J. Guinsburg acredita que o Qohélet rejeita três tendências de sua época: o conservadorismo sapiencial do estrato social a que pertence, o radicalismo messiânico e o misticismo apocalíptico – mais tarde típico dos essênios – e o racionalismo filosófico e o ecletismo cosmopolita, defendidos pelos adeptos da helenização.

M. Hengel, por outro lado, opina que a ética do Qohélet é “burguesa”. Por “burguesia” ele entende aquele estrato social que forma a força dominante do mundo helenístico, a “nata social”, que vive de seus investimentos em terras ou outros negócios. Na vida, este grupo busca segurança e prazer. Tem um pensamento racional, mas é basicamente conservador.

Neste contexto, Qohélet representaria o primeiro momento da crise gerada pela helenização. Vê-se a fragmentação e a falência da teologia e da piedade tradicionais, mas sua formação aristocrática e tradicional o impede de romper com Iahweh, a quem ele confirma como o senhor de tudo o que existe e acontece. Embora a lógica da vida seja absurda e desumana.

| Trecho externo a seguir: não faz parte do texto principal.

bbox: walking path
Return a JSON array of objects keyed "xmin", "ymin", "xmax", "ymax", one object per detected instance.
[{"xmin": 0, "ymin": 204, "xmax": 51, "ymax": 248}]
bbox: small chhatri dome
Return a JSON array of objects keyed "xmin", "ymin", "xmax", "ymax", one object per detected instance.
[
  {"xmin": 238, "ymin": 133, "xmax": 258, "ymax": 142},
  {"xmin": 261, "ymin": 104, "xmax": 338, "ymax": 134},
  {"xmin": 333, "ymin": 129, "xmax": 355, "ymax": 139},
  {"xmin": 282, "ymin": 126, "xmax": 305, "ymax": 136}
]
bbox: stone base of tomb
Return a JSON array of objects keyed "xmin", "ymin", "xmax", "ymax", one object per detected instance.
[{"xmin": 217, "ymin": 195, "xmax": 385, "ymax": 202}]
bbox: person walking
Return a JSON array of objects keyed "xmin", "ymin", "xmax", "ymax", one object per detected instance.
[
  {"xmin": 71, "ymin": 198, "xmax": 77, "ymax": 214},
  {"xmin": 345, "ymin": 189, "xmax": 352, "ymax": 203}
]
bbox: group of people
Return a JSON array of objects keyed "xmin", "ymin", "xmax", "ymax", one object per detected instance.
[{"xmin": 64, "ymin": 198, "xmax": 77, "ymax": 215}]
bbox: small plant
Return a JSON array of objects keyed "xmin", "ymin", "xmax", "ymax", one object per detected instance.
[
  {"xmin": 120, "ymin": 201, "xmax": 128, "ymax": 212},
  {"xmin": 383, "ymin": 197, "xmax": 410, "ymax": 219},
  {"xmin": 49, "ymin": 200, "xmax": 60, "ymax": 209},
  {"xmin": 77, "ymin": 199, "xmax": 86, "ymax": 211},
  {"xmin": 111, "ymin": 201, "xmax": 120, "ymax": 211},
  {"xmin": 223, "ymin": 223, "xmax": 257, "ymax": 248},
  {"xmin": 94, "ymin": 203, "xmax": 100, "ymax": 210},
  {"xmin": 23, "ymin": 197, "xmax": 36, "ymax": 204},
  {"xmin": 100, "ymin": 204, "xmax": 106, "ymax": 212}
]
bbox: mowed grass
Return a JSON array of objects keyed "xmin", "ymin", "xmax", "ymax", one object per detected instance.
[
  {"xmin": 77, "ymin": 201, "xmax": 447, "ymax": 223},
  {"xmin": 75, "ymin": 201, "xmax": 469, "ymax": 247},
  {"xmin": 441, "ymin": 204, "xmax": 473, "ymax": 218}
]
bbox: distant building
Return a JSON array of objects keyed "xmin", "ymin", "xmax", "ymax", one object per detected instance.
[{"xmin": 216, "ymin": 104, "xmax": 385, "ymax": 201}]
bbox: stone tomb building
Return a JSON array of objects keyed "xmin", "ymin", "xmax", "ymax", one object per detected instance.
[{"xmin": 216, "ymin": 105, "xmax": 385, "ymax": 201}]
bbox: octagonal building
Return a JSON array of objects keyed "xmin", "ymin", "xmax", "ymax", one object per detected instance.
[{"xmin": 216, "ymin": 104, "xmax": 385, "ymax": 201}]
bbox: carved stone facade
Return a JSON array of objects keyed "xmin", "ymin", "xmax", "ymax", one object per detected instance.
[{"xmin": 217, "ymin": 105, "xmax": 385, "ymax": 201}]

O Qohélet faz severas críticas ao sistema opressivo do domínio estrangeiro em 4,1: “Observo ainda as opressões todas que se cometem debaixo do sol: aí estão as lágrimas dos oprimidos e não há quem os console; e força do lado dos opressores, e não há quem os console”. É possível que em 5,7-8 ele esteja aludindo às injustiças cometidas pelos seus próprios conterrâneos em nome dos dominadores estrangeiros dentro da típica administração ptolomaica: “Se numa província vês o pobre oprimido e o direito e a justiça violados, não fiques admirado: quem está no alto tem outro mais alto que o vigia, e sobre ambos há outros mais altos ainda”.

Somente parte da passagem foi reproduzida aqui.